В настоящий вечер госпожа Жиглинская сидела в своей комнате на кресле, занятая вязаньем какой-то шерстяной косынки и сохраняя при этом гордейшую позу. Она закутана была на этот раз во все свои шали и бурнусы, так как во всей ее квартире, не топленной с утра, был страшный холод. Рядом с комнатой матери, в довольно большой гостиной, перед лампой, на диване сидела дочь г-жи Жиглинской, которая была) не кто иная, как знакомая нам Елена. Мать и дочь были несколько похожи между собой, и только госпожа Жиглинская была гораздо громаднее и мужественнее дочери. Кроме того, в лице Елены было больше ума, больше солидности, видно было больше образования и совершенно не было той наглой и почти бесстыдной дерзости, которая как бы освещала всю физиономию ее матери. Глубокие очертания, которыми запечатлены были лица обеих дам, и очень заметные усы на губах старухи Жиглинской, а равно и заметный пушок тоже на губках дочери, свидетельствовали, что как та, так и другая наделены были одинаково пылкими темпераментами и имели характеры твердые, непреклонные, способные изломаться о препятствие, но не изогнуться перед ним. Елена была на этот раз вся в слезах и посинелая от холоду. Происходивший у нее разговор с матерью был далеко не приятного свойства.
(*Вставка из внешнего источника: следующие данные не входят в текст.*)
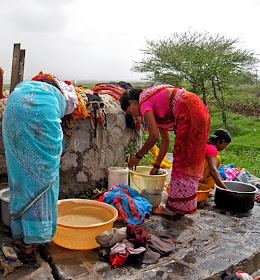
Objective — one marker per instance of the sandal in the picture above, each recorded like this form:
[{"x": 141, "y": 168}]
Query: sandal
[{"x": 25, "y": 248}]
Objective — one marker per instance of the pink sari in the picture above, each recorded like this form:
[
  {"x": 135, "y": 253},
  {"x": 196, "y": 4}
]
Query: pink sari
[{"x": 192, "y": 122}]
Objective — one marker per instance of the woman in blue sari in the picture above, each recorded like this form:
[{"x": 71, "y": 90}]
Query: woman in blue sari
[{"x": 32, "y": 137}]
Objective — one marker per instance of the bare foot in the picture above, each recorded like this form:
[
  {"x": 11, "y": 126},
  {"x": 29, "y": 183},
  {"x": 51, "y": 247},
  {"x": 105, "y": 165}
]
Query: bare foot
[
  {"x": 25, "y": 248},
  {"x": 163, "y": 211}
]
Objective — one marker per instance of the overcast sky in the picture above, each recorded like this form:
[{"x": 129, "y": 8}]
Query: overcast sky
[{"x": 100, "y": 39}]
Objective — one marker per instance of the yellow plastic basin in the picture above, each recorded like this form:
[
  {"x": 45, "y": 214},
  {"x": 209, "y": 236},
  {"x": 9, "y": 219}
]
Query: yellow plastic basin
[
  {"x": 80, "y": 221},
  {"x": 202, "y": 193}
]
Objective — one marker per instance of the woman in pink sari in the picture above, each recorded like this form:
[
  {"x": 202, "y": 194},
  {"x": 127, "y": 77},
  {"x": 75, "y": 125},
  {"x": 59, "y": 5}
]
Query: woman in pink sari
[{"x": 166, "y": 108}]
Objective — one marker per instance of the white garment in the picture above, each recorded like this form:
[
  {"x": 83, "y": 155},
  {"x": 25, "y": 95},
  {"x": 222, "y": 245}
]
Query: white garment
[{"x": 69, "y": 95}]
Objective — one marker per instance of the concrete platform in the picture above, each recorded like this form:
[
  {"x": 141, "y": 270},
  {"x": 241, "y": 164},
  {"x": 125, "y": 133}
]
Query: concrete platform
[{"x": 207, "y": 243}]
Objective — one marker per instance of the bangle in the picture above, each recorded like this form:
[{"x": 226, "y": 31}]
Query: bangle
[{"x": 138, "y": 156}]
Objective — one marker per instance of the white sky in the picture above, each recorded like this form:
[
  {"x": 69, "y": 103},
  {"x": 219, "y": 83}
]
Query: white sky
[{"x": 100, "y": 39}]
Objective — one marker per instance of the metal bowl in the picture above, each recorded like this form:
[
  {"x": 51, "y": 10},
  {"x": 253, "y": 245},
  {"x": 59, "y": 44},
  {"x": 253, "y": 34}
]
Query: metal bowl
[{"x": 239, "y": 197}]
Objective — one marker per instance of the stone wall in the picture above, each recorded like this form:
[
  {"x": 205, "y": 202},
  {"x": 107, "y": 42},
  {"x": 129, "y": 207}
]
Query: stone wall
[{"x": 86, "y": 159}]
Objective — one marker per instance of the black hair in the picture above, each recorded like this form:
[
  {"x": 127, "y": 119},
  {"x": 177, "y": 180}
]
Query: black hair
[
  {"x": 132, "y": 94},
  {"x": 219, "y": 135},
  {"x": 50, "y": 81}
]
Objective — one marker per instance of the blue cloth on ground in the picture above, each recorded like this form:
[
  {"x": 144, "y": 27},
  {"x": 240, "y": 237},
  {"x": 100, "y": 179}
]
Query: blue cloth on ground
[{"x": 132, "y": 207}]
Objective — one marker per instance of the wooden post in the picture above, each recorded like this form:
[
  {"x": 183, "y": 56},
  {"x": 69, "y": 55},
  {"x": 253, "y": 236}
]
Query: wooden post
[{"x": 17, "y": 67}]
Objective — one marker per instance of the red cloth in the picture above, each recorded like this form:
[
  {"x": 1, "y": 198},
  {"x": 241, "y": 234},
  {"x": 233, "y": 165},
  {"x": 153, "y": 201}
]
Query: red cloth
[
  {"x": 137, "y": 235},
  {"x": 113, "y": 90},
  {"x": 211, "y": 150},
  {"x": 118, "y": 260}
]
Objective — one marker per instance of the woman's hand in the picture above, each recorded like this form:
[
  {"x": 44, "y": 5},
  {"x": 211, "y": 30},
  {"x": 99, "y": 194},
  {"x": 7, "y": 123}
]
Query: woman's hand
[
  {"x": 133, "y": 162},
  {"x": 154, "y": 171}
]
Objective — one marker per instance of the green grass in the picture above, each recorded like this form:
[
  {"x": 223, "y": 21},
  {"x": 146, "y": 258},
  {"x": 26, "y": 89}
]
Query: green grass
[{"x": 244, "y": 150}]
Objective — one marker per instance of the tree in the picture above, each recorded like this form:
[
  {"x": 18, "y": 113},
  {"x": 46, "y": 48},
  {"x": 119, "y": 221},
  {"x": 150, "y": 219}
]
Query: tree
[{"x": 208, "y": 63}]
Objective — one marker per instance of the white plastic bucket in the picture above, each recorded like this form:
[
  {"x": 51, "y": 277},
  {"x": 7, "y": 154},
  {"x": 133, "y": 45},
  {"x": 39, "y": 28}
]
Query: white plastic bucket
[
  {"x": 117, "y": 175},
  {"x": 5, "y": 213},
  {"x": 142, "y": 181}
]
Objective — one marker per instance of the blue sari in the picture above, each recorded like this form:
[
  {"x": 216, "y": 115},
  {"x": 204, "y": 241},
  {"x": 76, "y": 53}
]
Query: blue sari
[{"x": 32, "y": 137}]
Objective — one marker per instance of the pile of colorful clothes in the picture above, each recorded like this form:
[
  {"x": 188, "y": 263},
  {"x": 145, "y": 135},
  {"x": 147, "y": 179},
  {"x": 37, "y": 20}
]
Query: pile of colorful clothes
[
  {"x": 131, "y": 206},
  {"x": 229, "y": 172},
  {"x": 133, "y": 243}
]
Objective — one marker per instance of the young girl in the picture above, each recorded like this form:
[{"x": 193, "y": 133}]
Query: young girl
[{"x": 218, "y": 141}]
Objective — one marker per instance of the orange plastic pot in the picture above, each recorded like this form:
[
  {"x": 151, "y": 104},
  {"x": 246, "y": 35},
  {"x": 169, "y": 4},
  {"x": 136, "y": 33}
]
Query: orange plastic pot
[{"x": 80, "y": 221}]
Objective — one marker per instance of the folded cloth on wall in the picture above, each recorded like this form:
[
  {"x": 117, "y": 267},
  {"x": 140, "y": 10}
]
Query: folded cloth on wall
[
  {"x": 132, "y": 207},
  {"x": 111, "y": 89},
  {"x": 70, "y": 96},
  {"x": 122, "y": 84}
]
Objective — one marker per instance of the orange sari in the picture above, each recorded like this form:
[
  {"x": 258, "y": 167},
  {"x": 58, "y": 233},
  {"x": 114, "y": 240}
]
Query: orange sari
[{"x": 191, "y": 126}]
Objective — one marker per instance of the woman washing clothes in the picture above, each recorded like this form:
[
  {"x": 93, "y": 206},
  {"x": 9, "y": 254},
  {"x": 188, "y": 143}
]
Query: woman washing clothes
[
  {"x": 32, "y": 138},
  {"x": 165, "y": 108},
  {"x": 217, "y": 142}
]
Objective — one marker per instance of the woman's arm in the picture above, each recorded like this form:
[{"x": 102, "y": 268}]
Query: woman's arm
[
  {"x": 163, "y": 149},
  {"x": 150, "y": 141},
  {"x": 212, "y": 161},
  {"x": 1, "y": 84}
]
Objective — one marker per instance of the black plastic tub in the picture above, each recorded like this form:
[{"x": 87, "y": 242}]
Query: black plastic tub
[{"x": 239, "y": 197}]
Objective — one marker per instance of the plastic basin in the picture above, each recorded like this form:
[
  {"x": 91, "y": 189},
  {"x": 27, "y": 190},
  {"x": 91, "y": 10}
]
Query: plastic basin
[
  {"x": 80, "y": 221},
  {"x": 142, "y": 181},
  {"x": 202, "y": 193},
  {"x": 239, "y": 197},
  {"x": 5, "y": 213}
]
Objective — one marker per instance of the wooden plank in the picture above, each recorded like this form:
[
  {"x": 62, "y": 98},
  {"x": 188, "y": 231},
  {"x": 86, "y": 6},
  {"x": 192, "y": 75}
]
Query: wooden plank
[
  {"x": 22, "y": 60},
  {"x": 15, "y": 67}
]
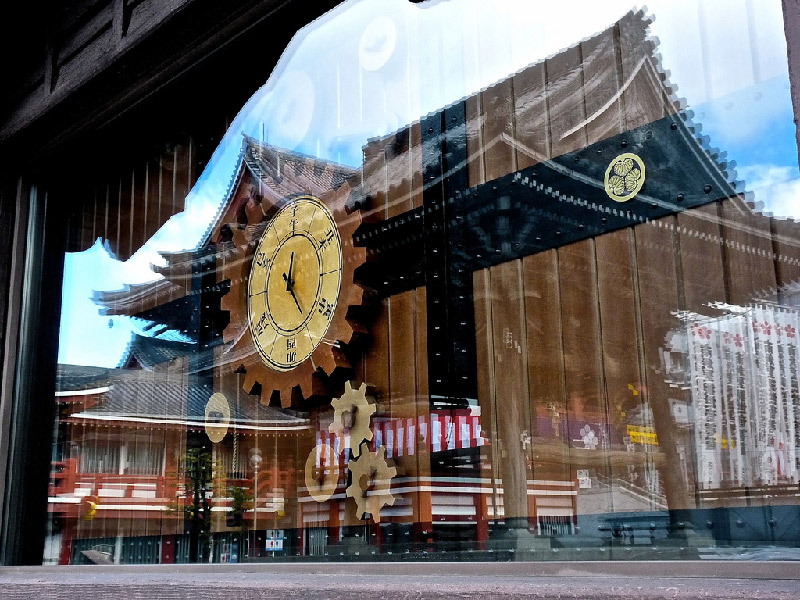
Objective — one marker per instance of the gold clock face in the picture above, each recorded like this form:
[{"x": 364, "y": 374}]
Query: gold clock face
[{"x": 294, "y": 283}]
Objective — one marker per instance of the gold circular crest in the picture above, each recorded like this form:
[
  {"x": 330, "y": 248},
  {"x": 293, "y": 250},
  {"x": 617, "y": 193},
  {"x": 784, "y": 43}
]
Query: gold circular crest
[
  {"x": 218, "y": 417},
  {"x": 294, "y": 283},
  {"x": 624, "y": 177},
  {"x": 321, "y": 473}
]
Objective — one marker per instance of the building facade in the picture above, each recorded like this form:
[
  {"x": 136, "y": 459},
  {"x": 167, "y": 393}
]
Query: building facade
[{"x": 401, "y": 281}]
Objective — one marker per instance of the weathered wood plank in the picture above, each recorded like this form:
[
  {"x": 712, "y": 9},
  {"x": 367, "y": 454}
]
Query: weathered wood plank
[
  {"x": 509, "y": 344},
  {"x": 546, "y": 365},
  {"x": 658, "y": 295},
  {"x": 531, "y": 131}
]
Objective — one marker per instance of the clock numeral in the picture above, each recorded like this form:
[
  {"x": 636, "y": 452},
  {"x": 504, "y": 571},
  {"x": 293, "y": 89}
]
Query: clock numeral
[
  {"x": 262, "y": 324},
  {"x": 325, "y": 308},
  {"x": 327, "y": 239}
]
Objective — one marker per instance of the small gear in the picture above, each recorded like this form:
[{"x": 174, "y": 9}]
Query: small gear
[
  {"x": 322, "y": 473},
  {"x": 371, "y": 480},
  {"x": 353, "y": 412}
]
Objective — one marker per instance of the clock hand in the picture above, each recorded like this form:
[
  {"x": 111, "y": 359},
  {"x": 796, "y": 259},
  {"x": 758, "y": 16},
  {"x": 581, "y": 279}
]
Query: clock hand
[
  {"x": 291, "y": 291},
  {"x": 288, "y": 278}
]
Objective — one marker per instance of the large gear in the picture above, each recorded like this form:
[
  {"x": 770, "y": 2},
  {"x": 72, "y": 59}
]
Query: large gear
[
  {"x": 352, "y": 413},
  {"x": 371, "y": 480},
  {"x": 251, "y": 213}
]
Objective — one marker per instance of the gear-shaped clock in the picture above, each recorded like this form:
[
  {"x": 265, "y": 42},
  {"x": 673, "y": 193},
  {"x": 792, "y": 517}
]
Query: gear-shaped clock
[{"x": 294, "y": 303}]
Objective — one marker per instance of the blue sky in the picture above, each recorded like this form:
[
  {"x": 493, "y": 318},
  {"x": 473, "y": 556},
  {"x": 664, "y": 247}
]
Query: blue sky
[{"x": 370, "y": 66}]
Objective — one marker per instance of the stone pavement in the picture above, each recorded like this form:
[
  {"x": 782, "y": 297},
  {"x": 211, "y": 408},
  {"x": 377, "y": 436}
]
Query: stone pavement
[{"x": 310, "y": 581}]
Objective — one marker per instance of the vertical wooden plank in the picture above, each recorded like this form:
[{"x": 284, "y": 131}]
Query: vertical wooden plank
[
  {"x": 658, "y": 291},
  {"x": 621, "y": 351},
  {"x": 402, "y": 381},
  {"x": 422, "y": 509},
  {"x": 484, "y": 334},
  {"x": 509, "y": 343},
  {"x": 373, "y": 176},
  {"x": 531, "y": 132},
  {"x": 701, "y": 258},
  {"x": 643, "y": 97},
  {"x": 565, "y": 101},
  {"x": 747, "y": 250},
  {"x": 376, "y": 358},
  {"x": 602, "y": 82},
  {"x": 399, "y": 173},
  {"x": 416, "y": 165},
  {"x": 546, "y": 367},
  {"x": 112, "y": 215},
  {"x": 139, "y": 207},
  {"x": 152, "y": 204},
  {"x": 586, "y": 401},
  {"x": 89, "y": 216},
  {"x": 182, "y": 176},
  {"x": 476, "y": 163},
  {"x": 125, "y": 213},
  {"x": 498, "y": 129}
]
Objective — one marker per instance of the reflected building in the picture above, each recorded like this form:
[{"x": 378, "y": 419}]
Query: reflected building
[{"x": 551, "y": 331}]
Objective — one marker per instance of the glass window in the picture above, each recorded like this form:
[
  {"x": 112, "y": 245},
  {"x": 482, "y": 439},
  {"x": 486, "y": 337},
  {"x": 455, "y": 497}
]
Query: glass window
[{"x": 462, "y": 280}]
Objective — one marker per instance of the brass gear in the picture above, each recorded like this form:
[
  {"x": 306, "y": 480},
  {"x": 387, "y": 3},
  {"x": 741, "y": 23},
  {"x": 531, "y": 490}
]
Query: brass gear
[
  {"x": 344, "y": 332},
  {"x": 322, "y": 472},
  {"x": 371, "y": 479},
  {"x": 356, "y": 407}
]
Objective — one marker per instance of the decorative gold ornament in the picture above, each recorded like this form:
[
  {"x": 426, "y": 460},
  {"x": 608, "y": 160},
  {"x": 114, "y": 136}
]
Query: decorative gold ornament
[
  {"x": 322, "y": 472},
  {"x": 371, "y": 481},
  {"x": 352, "y": 413},
  {"x": 218, "y": 417},
  {"x": 624, "y": 177}
]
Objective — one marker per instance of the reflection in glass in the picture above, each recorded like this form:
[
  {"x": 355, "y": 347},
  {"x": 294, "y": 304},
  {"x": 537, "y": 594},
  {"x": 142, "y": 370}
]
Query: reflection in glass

– Это странно, – говорила Елена голосом, полным горести, – как вы не могли послать Марфушу попросить у кого-нибудь десятка два полен!
– Я посылала, но не дают… Что же мне делать?.. – отвечала Жиглинская каким-то металлически-холодным тоном.
– Отчего же не дают? Мы не даром бы у них взяли; я говорила, что принесу денег – и принесла наконец.
– Не дают!.. – повторила госпожа Жиглинская.
Ей как будто даже весело было давать такие ответы дочери, и она словно издевалась в этом случае над ней.
– Вы сделаете то, – продолжала Елена, и черные глаза ее сплошь покрылись слезами, – вы сделаете то, что я в этаком холоду не могу принять князя, а он сегодня непременно заедет.